I'm sticking with It Girl (love that seafoam green!  Side note:  My spellchecker changed "seafoam" to "seafood"), and I'm adding O Canada (the swatch makes it look like sprinkles on a cupcake!), but I'm having a hard time deciding on the second add-on.  Chelsea?  I love purple, but the swatch makes it look more like your basic clown vomit (aka multicolored glitter).  Georgia?  It looks like it's similar to China Glaze Riveting, which I keep meaning to buy but never quite manage to get, but orange really isn't my favorite color family.  The rest of the options are very much not my sort of thing, so at least I'm not trying to figure out a way to get them all this time around.


----------



## calexxia (Jun 20, 2012)

I'm not even sure I'll LIKE O Canada when it arrives. I can tell that if the formula is at all decent, AtB will be well-loved, though  /emoticons/[email protected] 2x" width="20" height="20" />


----------



## yanelib27 (Jun 20, 2012)

> Originally Posted by *Generalissima* /img/forum/go_quote.gif
> 
> I switched to boho glam because I'm a whore for coral..and it's the only color gloss that I could see myself not tossing. I also want Daphne really bad...I'm thinking of adding georgia and mischa to the it girl box. That would be 6 polishes I'm SO picky about lip color..most of them make my pigmented lips look like walking dead girl.

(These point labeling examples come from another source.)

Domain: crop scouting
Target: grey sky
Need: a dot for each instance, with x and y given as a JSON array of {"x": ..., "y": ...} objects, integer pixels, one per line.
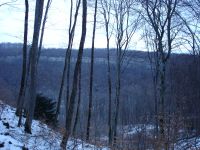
[{"x": 12, "y": 26}]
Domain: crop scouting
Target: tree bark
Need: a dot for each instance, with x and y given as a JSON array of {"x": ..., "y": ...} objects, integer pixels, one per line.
[
  {"x": 75, "y": 79},
  {"x": 66, "y": 68},
  {"x": 33, "y": 65},
  {"x": 43, "y": 27},
  {"x": 91, "y": 76},
  {"x": 20, "y": 100}
]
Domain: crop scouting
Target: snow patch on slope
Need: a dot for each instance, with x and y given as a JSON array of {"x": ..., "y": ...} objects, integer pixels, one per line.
[{"x": 42, "y": 137}]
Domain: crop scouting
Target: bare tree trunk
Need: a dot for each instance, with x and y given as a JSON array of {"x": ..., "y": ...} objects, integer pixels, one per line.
[
  {"x": 91, "y": 76},
  {"x": 33, "y": 65},
  {"x": 43, "y": 27},
  {"x": 118, "y": 92},
  {"x": 20, "y": 100},
  {"x": 75, "y": 79},
  {"x": 106, "y": 14},
  {"x": 67, "y": 58},
  {"x": 78, "y": 104}
]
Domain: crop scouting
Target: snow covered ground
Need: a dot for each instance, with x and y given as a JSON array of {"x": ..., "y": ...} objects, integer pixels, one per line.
[{"x": 42, "y": 137}]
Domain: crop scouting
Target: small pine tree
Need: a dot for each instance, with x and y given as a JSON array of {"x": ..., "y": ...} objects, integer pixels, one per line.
[{"x": 45, "y": 109}]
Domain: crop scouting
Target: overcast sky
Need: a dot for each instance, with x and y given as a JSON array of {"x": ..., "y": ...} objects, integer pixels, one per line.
[{"x": 56, "y": 32}]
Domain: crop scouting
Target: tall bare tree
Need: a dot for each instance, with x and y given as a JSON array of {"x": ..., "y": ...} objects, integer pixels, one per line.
[
  {"x": 91, "y": 75},
  {"x": 20, "y": 99},
  {"x": 33, "y": 65},
  {"x": 162, "y": 30},
  {"x": 66, "y": 69},
  {"x": 106, "y": 12},
  {"x": 70, "y": 109},
  {"x": 125, "y": 27},
  {"x": 48, "y": 5}
]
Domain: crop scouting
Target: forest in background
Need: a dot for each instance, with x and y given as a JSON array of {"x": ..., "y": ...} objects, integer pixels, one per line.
[{"x": 102, "y": 95}]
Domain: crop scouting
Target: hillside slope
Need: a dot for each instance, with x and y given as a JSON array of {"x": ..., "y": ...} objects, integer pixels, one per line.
[{"x": 42, "y": 137}]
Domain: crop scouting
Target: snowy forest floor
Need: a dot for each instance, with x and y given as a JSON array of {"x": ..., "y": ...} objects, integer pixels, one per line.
[{"x": 42, "y": 137}]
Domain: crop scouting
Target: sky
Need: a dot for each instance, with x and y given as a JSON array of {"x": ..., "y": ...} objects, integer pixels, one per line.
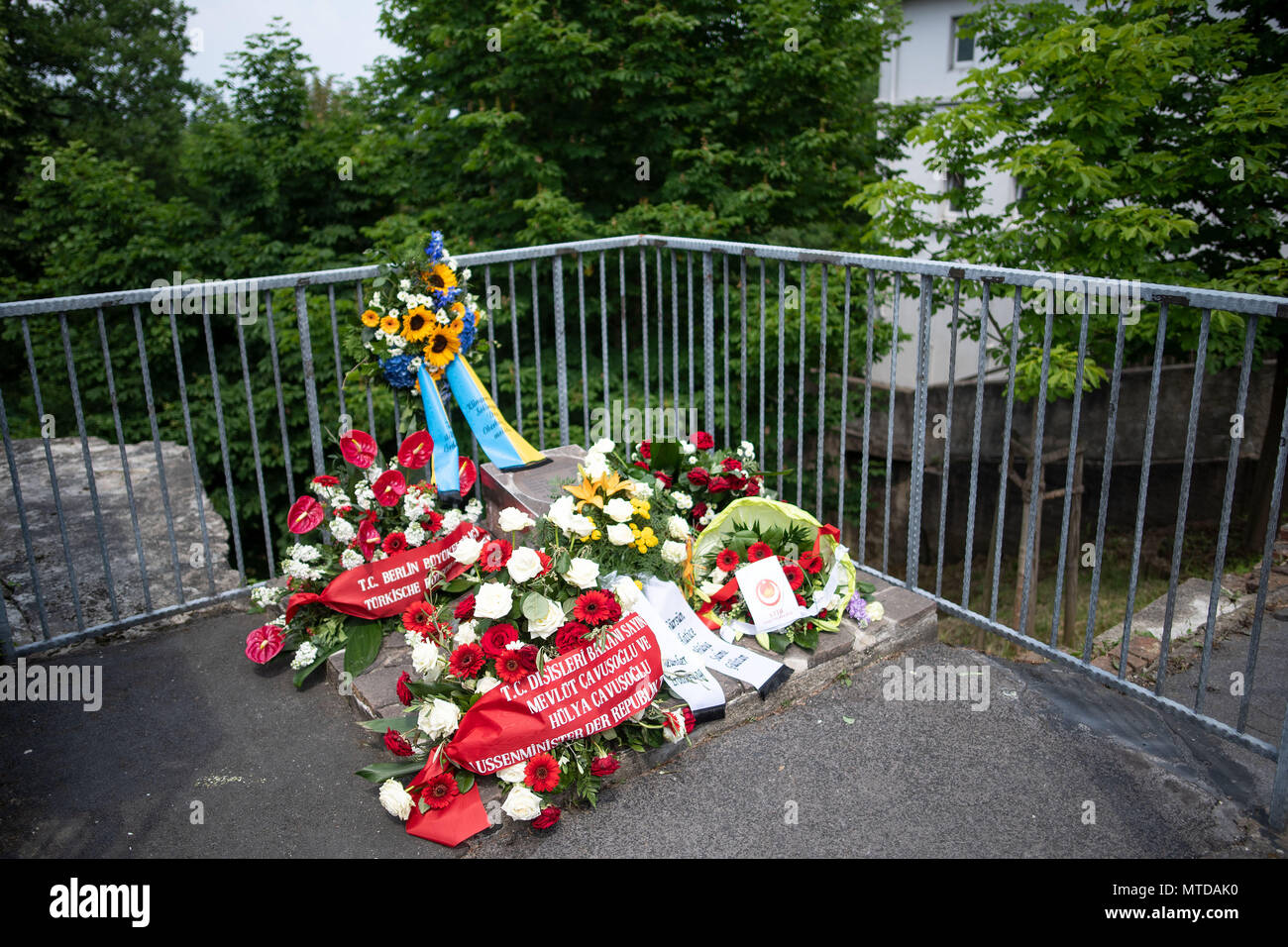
[{"x": 339, "y": 35}]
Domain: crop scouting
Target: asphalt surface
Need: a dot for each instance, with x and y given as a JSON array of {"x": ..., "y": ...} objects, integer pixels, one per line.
[{"x": 187, "y": 719}]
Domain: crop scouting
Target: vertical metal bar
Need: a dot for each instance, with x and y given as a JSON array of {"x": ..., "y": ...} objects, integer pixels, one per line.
[
  {"x": 125, "y": 462},
  {"x": 1142, "y": 496},
  {"x": 310, "y": 390},
  {"x": 561, "y": 348},
  {"x": 223, "y": 440},
  {"x": 948, "y": 437},
  {"x": 197, "y": 486},
  {"x": 708, "y": 342},
  {"x": 156, "y": 445},
  {"x": 912, "y": 567},
  {"x": 25, "y": 528},
  {"x": 980, "y": 368},
  {"x": 1111, "y": 437},
  {"x": 1006, "y": 454},
  {"x": 73, "y": 586},
  {"x": 277, "y": 385},
  {"x": 1181, "y": 512},
  {"x": 1068, "y": 479}
]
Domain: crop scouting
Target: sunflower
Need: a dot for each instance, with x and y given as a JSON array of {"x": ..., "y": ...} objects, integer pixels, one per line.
[
  {"x": 443, "y": 343},
  {"x": 419, "y": 325}
]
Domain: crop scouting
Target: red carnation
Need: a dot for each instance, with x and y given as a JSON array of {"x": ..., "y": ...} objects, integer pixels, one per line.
[
  {"x": 464, "y": 609},
  {"x": 397, "y": 744},
  {"x": 404, "y": 694},
  {"x": 389, "y": 487},
  {"x": 305, "y": 514},
  {"x": 441, "y": 789},
  {"x": 416, "y": 450},
  {"x": 571, "y": 637},
  {"x": 359, "y": 447},
  {"x": 494, "y": 554},
  {"x": 467, "y": 661},
  {"x": 496, "y": 638},
  {"x": 541, "y": 774},
  {"x": 596, "y": 607},
  {"x": 549, "y": 818},
  {"x": 811, "y": 562}
]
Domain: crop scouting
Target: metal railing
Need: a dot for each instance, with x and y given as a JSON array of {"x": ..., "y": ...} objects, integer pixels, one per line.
[{"x": 639, "y": 321}]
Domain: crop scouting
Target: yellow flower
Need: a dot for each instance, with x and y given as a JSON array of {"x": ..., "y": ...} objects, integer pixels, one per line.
[{"x": 417, "y": 325}]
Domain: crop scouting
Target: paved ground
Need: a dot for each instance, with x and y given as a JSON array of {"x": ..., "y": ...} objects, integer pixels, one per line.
[{"x": 845, "y": 774}]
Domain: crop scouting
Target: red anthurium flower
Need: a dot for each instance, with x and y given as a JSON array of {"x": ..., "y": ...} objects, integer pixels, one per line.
[
  {"x": 548, "y": 819},
  {"x": 467, "y": 661},
  {"x": 541, "y": 774},
  {"x": 397, "y": 744},
  {"x": 359, "y": 447},
  {"x": 494, "y": 554},
  {"x": 389, "y": 487},
  {"x": 265, "y": 643},
  {"x": 416, "y": 450},
  {"x": 441, "y": 789},
  {"x": 496, "y": 638},
  {"x": 305, "y": 514},
  {"x": 596, "y": 607}
]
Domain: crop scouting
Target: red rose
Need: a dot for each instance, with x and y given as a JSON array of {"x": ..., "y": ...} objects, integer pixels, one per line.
[
  {"x": 305, "y": 514},
  {"x": 496, "y": 638},
  {"x": 389, "y": 487},
  {"x": 416, "y": 450},
  {"x": 359, "y": 447},
  {"x": 549, "y": 818},
  {"x": 404, "y": 694},
  {"x": 397, "y": 744},
  {"x": 467, "y": 661},
  {"x": 464, "y": 609},
  {"x": 541, "y": 775},
  {"x": 494, "y": 554}
]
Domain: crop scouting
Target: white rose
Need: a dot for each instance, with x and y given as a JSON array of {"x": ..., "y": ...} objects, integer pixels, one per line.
[
  {"x": 583, "y": 573},
  {"x": 395, "y": 799},
  {"x": 548, "y": 624},
  {"x": 674, "y": 552},
  {"x": 493, "y": 600},
  {"x": 439, "y": 719},
  {"x": 523, "y": 565},
  {"x": 511, "y": 774},
  {"x": 467, "y": 552},
  {"x": 522, "y": 804},
  {"x": 513, "y": 519},
  {"x": 618, "y": 510}
]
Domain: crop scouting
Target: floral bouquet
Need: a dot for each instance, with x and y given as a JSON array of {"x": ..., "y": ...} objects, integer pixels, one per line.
[
  {"x": 516, "y": 608},
  {"x": 703, "y": 479},
  {"x": 365, "y": 514}
]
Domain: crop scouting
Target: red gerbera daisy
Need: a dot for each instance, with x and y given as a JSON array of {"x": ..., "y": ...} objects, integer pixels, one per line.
[
  {"x": 441, "y": 789},
  {"x": 467, "y": 661},
  {"x": 541, "y": 774},
  {"x": 596, "y": 607}
]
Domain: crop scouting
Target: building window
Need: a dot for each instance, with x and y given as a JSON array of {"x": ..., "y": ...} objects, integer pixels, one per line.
[{"x": 962, "y": 46}]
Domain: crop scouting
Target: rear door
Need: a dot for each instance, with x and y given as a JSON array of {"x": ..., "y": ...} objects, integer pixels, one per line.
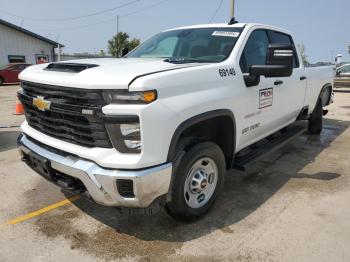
[
  {"x": 290, "y": 91},
  {"x": 259, "y": 100}
]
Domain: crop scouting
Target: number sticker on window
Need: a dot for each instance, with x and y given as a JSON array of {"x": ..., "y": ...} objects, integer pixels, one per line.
[{"x": 227, "y": 72}]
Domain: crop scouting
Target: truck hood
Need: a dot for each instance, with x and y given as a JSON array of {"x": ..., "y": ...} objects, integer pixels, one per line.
[{"x": 110, "y": 73}]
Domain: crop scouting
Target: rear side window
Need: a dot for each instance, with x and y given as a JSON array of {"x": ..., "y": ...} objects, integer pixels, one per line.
[
  {"x": 281, "y": 38},
  {"x": 255, "y": 50}
]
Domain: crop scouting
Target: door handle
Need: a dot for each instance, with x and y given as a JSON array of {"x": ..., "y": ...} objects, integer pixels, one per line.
[{"x": 278, "y": 82}]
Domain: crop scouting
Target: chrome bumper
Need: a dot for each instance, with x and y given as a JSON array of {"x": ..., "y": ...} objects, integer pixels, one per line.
[{"x": 101, "y": 183}]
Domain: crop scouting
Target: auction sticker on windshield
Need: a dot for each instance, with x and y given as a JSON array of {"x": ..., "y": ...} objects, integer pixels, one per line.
[
  {"x": 226, "y": 33},
  {"x": 265, "y": 97}
]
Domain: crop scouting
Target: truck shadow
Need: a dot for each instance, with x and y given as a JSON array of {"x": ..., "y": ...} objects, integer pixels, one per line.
[{"x": 243, "y": 194}]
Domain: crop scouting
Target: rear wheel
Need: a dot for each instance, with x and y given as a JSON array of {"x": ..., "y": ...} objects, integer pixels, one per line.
[
  {"x": 199, "y": 176},
  {"x": 316, "y": 119}
]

What do ya'll think of the peony gloss? Think it would be pale or milky. I couldn't really tell from the swatch pics..


 lmao whore for coral = ME 









Its my favorite shade of lip stick/balm/tint/stain..u get the picture. I didnt even consider any other option when I saw the Boho Glam box


----------



## Shutterbug68 (Jun 20, 2012)

Oh man. I've been skipping my Julep boxes ever since the first one because I think $20 is way to much for just three products, but this month has got me hooked. That America-The Beautiful polish is spectacular with the cute little stars!! 

I'm technically Boho Glam, but I switched to It Girl because I'd rather have the extra polish. Not that I need another blue/green color, but the glitter is calling to me. I absolutely LOVE blues and greens. =D


----------



## Shutterbug68 (Jun 20, 2012)

Swatches of the July boxes from their blog...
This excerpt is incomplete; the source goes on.